My spouse, with the same impeccable driving record, has been similarly violated, and in one instance she was accused of rocketing from 0 to 90 km/h in three seconds in her Yaris after rounding the corner at an intersection. She apparently did this while sandwiched between two other vehicles.

And then there was an incident we were involved in last fall where the lives of several motorists were actually endangered by the police.

We were westbound on Bishop Grandin, travelling at just over 80 km/h, as were the rest of the vehicles around us. Suddenly, just beyond the Pembina Highway underpass, the driver in front of us slammed on his brakes. I locked up mine and heard the squeal of tires all around us.

“There’s some idiot in a yellow windbreaker running across the highway!” my spouse exclaimed.

I took a closer look. It was a cop.

He stopped in the middle of the highway, pointed at a silver SUV in the middle of our pack of a dozen cars, and vigorously motioned the driver to the shoulder where an unmarked car and two black and whites stood ready to chase down anyone who might rabbit.

We sat there in stunned silence for half a minute, unsure if we should proceed or if we were supposed to wait around for a ticket. Finally one vehicle crept forward and the rest of us followed.

My spouse and I recently sat down to calculate the personal cost of all this nonsense. Our conclusion: the City of Winnipeg had claimed three per cent of our take-home pay in the previous year, and we don’t even live there. There is obviously no way to recoup that money, but we have made some small, symbolic financial changes. We had been planning three major purchases in the near future. We won’t be buying any of them in Winnipeg now, thereby diverting at least $25,000 from the city’s economy.

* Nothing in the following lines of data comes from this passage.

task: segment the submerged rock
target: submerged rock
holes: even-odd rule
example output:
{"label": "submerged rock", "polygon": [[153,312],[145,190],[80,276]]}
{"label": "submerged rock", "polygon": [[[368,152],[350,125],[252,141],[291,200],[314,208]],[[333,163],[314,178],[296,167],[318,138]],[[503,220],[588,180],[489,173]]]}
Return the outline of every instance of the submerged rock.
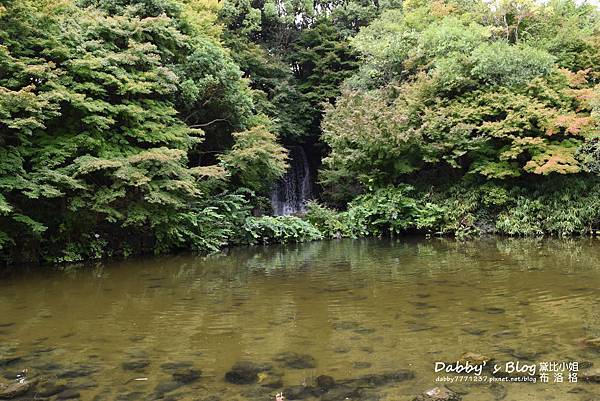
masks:
{"label": "submerged rock", "polygon": [[484,308],[483,311],[485,313],[487,313],[487,314],[490,314],[490,315],[499,315],[501,313],[506,312],[504,309],[502,309],[502,308],[496,308],[494,306],[490,306],[488,308]]}
{"label": "submerged rock", "polygon": [[251,387],[249,389],[246,389],[242,392],[240,392],[240,395],[242,396],[242,400],[246,401],[246,400],[256,400],[256,401],[260,401],[260,400],[264,400],[264,401],[271,401],[274,397],[272,397],[271,394],[271,390],[263,388],[263,387]]}
{"label": "submerged rock", "polygon": [[583,387],[573,387],[567,391],[568,394],[586,394],[587,392],[588,391]]}
{"label": "submerged rock", "polygon": [[96,373],[97,369],[92,368],[88,365],[79,365],[73,368],[65,369],[63,371],[57,372],[56,377],[59,379],[75,379],[78,377],[86,377],[90,376],[93,373]]}
{"label": "submerged rock", "polygon": [[312,387],[291,386],[283,390],[283,396],[287,400],[303,400],[313,395]]}
{"label": "submerged rock", "polygon": [[136,401],[144,398],[144,393],[141,391],[131,391],[125,394],[119,394],[115,398],[115,401]]}
{"label": "submerged rock", "polygon": [[472,336],[481,336],[487,332],[487,330],[478,329],[478,328],[465,328],[465,329],[462,329],[462,331],[464,331],[465,333],[470,334]]}
{"label": "submerged rock", "polygon": [[422,301],[417,301],[417,302],[410,302],[411,304],[413,304],[417,309],[433,309],[436,308],[436,306],[433,306],[427,302],[422,302]]}
{"label": "submerged rock", "polygon": [[283,374],[281,373],[267,373],[267,372],[259,372],[258,373],[258,383],[262,387],[267,388],[281,388],[283,387]]}
{"label": "submerged rock", "polygon": [[173,380],[188,384],[192,383],[200,378],[202,372],[199,369],[187,368],[179,369],[173,372]]}
{"label": "submerged rock", "polygon": [[271,370],[270,365],[238,361],[225,373],[225,380],[233,384],[252,384],[258,382],[258,374]]}
{"label": "submerged rock", "polygon": [[192,366],[194,366],[194,364],[191,362],[181,361],[181,362],[165,362],[160,365],[160,368],[165,372],[173,373],[179,369],[187,369],[187,368],[191,368]]}
{"label": "submerged rock", "polygon": [[63,365],[56,362],[47,362],[38,365],[33,365],[33,367],[37,370],[41,370],[46,373],[54,373],[57,370],[63,369]]}
{"label": "submerged rock", "polygon": [[361,392],[355,387],[336,386],[321,396],[321,401],[358,400]]}
{"label": "submerged rock", "polygon": [[160,382],[154,387],[154,393],[157,397],[162,397],[165,393],[170,391],[177,390],[179,387],[183,386],[183,383],[176,381],[163,381]]}
{"label": "submerged rock", "polygon": [[375,329],[372,329],[370,327],[361,327],[358,329],[353,330],[354,333],[356,334],[373,334],[375,333]]}
{"label": "submerged rock", "polygon": [[447,384],[446,388],[450,391],[452,391],[453,393],[456,393],[458,395],[467,395],[470,393],[471,389],[469,388],[469,385],[467,383],[451,383],[451,384]]}
{"label": "submerged rock", "polygon": [[296,352],[282,352],[273,360],[282,363],[288,369],[312,369],[317,366],[315,358]]}
{"label": "submerged rock", "polygon": [[134,359],[131,361],[126,361],[121,364],[123,370],[130,370],[133,372],[143,372],[150,365],[150,361],[148,359]]}
{"label": "submerged rock", "polygon": [[19,397],[25,394],[31,388],[30,382],[22,382],[22,383],[10,383],[10,384],[2,384],[0,383],[0,399],[1,400],[10,400],[15,397]]}
{"label": "submerged rock", "polygon": [[44,384],[38,385],[36,389],[36,394],[41,397],[52,397],[58,393],[61,393],[67,389],[67,385],[62,382],[46,382]]}
{"label": "submerged rock", "polygon": [[323,390],[329,390],[330,388],[335,387],[335,379],[327,375],[317,376],[316,383],[317,387]]}
{"label": "submerged rock", "polygon": [[98,384],[93,382],[91,379],[84,381],[84,382],[80,382],[76,386],[73,386],[73,388],[80,389],[80,390],[96,388],[96,387],[98,387]]}
{"label": "submerged rock", "polygon": [[[122,390],[124,391],[124,390]],[[102,391],[100,391],[98,394],[96,394],[94,396],[94,398],[92,398],[92,401],[108,401],[109,399],[111,401],[114,401],[114,398],[111,397],[112,395],[112,389],[110,388],[104,388]]]}
{"label": "submerged rock", "polygon": [[519,336],[519,332],[516,330],[501,330],[494,334],[496,338],[517,338]]}
{"label": "submerged rock", "polygon": [[413,401],[460,401],[462,397],[447,387],[434,387],[416,396]]}
{"label": "submerged rock", "polygon": [[500,383],[492,383],[490,385],[490,393],[492,393],[494,400],[500,401],[506,398],[507,390],[506,387]]}
{"label": "submerged rock", "polygon": [[516,350],[513,348],[504,348],[504,349],[501,349],[501,351],[507,353],[508,355],[512,356],[515,359],[525,360],[525,361],[529,361],[529,362],[535,362],[542,355],[544,355],[544,352]]}
{"label": "submerged rock", "polygon": [[579,377],[584,382],[600,383],[600,368],[584,370],[579,374]]}
{"label": "submerged rock", "polygon": [[397,370],[395,372],[374,373],[353,379],[350,382],[359,387],[379,387],[389,383],[398,383],[415,378],[411,370]]}
{"label": "submerged rock", "polygon": [[482,354],[477,354],[475,352],[465,352],[464,354],[461,355],[461,357],[459,359],[459,361],[461,363],[469,362],[473,365],[482,365],[491,360],[492,360],[492,358],[487,357]]}
{"label": "submerged rock", "polygon": [[594,362],[591,361],[581,361],[579,362],[579,369],[590,369],[594,366]]}
{"label": "submerged rock", "polygon": [[9,356],[9,357],[5,357],[5,358],[0,358],[0,367],[10,366],[10,365],[16,364],[18,362],[21,362],[22,360],[23,360],[23,358],[20,356]]}
{"label": "submerged rock", "polygon": [[42,356],[42,354],[48,354],[48,353],[54,352],[55,350],[56,350],[56,348],[54,348],[54,347],[38,348],[35,351],[33,351],[31,353],[31,355],[33,355],[34,357],[40,357],[40,356]]}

We used to fill up our vehicles in the city once a week, and it cost roughly $125 for both of us. We now fill them at our local gas station, even though it costs a few cents more per litre. We also went out for dinner in Winnipeg every Friday, but now we’re checking out small-town restaurants closer to home, another $50 a week spent elsewhere. We’ve started buying our groceries and household items in Steinbach as well – let’s call that $100 a week. In a year, that’s another $14,300, for a total of $39,300 we won’t be spending in Winnipeg.

It’s a drop in the bucket, of course, and I’m not sure how much lost tax revenue that equates to, but it’s a form of protest and it makes us feel like we’re at least doing something. And with us spending less time on Winnipeg streets, there is less of a chance we will be victimized again.

Is there a solution? Perhaps. In my perfect world, three quarters of the Winnipeg Police Service traffic gang would be reassigned to other police work. Senior management is always expressing a need for more officers; why can’t they just use some of the ones they already have for something more productive?

For change to happen, the citizens of Winnipeg need to elect a new mayor with new policies, and if they won’t, they should at least find a police chief who will stand up to, rather than comply with, the City Council’s witch hunt.

The police are supposed to protect the public, not prey on it.